To correctly execute the (canonical) code snippets, one needs to install all involved libraries, as listed in the `./library/` directory.

## Evaluating Code Generation Models

We provide code to evaluate on two state-of-the-art code generation models: CodeX and CodeGen. To perform the NL-to-Code generation task and collect model predictions:

For __CodeX__, run

```bash
python nl2code_codex.py --language en \
--model_name "code-davinci-002" \
--openai_api_key ${YOUR_API_KEY} \
```

change the `model_name` argument to "code-cushman-001" or "code-davinci-001" to try other model variants.

For __CodeGen__, run

```bash
python nl2code_codegen.py --language en \
--model_size 350M --model_data mono
```

Other valid options for `model_size` include: "2B", "6B", and "16B", which correspond to the 2.7B, 6.1B, and 16.1B CodeGen models.

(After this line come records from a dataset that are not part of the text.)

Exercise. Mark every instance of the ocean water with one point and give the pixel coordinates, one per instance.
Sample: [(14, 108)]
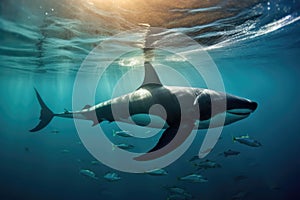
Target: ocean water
[(255, 46)]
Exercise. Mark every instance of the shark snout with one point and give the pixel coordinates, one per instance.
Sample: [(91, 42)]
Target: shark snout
[(238, 105), (252, 105)]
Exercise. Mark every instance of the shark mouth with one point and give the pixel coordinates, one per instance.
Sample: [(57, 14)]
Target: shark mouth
[(241, 112)]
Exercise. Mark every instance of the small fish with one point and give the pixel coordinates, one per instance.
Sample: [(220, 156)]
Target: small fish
[(88, 173), (122, 133), (122, 146), (65, 151), (194, 158), (178, 190), (157, 172), (112, 176), (207, 164), (240, 178), (94, 162), (196, 178), (247, 141), (240, 195), (176, 197), (55, 131), (230, 152)]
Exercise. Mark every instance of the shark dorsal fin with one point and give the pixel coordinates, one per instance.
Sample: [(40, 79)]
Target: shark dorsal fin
[(151, 76)]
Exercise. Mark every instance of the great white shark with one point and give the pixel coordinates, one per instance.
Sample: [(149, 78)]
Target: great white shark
[(181, 110)]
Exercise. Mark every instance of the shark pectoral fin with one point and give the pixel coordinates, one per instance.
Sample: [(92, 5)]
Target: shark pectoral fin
[(171, 138), (86, 107), (166, 137)]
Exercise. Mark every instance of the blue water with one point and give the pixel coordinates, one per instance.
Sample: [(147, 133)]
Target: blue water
[(255, 46)]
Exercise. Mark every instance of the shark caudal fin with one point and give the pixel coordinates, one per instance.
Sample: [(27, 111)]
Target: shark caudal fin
[(46, 114)]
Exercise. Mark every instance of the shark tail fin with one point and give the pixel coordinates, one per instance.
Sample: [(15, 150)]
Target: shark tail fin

For `model_data`, other options include "multi" and "nl".

### Evaluation

Our default evaluation metric is the execution pass rate.
Before the evaluation, make sure your environment has all required libraries installed, and better imported as in the code samples. To do this, you can:

```bash
pip install -r ./library/requirements.txt
python ./library/imports.py
```

Then we can perform the execution by running:

```bash
python eval_passk.py --language en --prediction_path ${MODEL_PRED_PATH}
```

We also support five other non-execution metrics: BLEU, ROUGE, METEOR, ChrF, and CodeBLEU.
For example, to evaluate with the BLEU metric, run:

```bash
python eval_nonex.py --language en --prediction_path ${MODEL_PRED_PATH} --eval_metric bleu
```

Specifying the `eval_metric` argument with "rouge"/"meteor"/"chrf"/"codebleu" to use other metrics.

### Detailed Analysis

#### Open-Domain versus Closed-Domain

To evaluate on the subset of open-domain or closed-domain samples, you only need to add another argument at evaluation time (when running `eval_passk.py` or `eval_nonex.py`), by

```bash
--library_usage "open" # or "closed"
```

#### Few-shot Prompting

To include more prompt-solution pairs for in-context prompting learning, specify the `num_examples` at inference time (when running `nl2code_codex.py` and `nl2code_codegen.py`), by

```bash
--num_examples 1 # 2, 3, ...
```

#### Number of Input Test Cases

To add exemplar test cases in the prompt inputs, specify the `num_tests` at inference time, by

```bash
--num_tests 1 # 2, 3, ...
```

#### Number of Evaluation Test Cases

To use different numbers of test cases for execution-based evaluation, specify the `num_tests_eval` when running `eval_passk.py`, for example

```bash
python eval_passk.py --language en --prediction_path ${MODEL_PRED_PATH} --num_tests_eval 1
```

#### Semantics of Function Names

Our paper explores three methods to create function names in the wrapping context:

* "id": `f_${ID}`, simple string formatting using the StackOverflow post ID
* "constant": `function`, using the same string constant for all samples
* "intent": heuristic-based extraction from the paired NL intent

To experiment with different function names, specify the `function_name` at inference time, by

```bash
--function_name "intent" # "id" "constant"
```

#### Metric Correlation

We also provide code to compare execution-based and non-execution evaluation metrics on a sample-wise basis. Take the execution and BLEU score as an example, one can run:

```bash
python metric_corr.py --language en \
--prediction_file ${MODEL_PRED_PATH} \
--eval_metric "bleu"
```

To get visualizations in violin plots and histograms, add `--do_plot_violin` or `do_plot_stacked_hist`.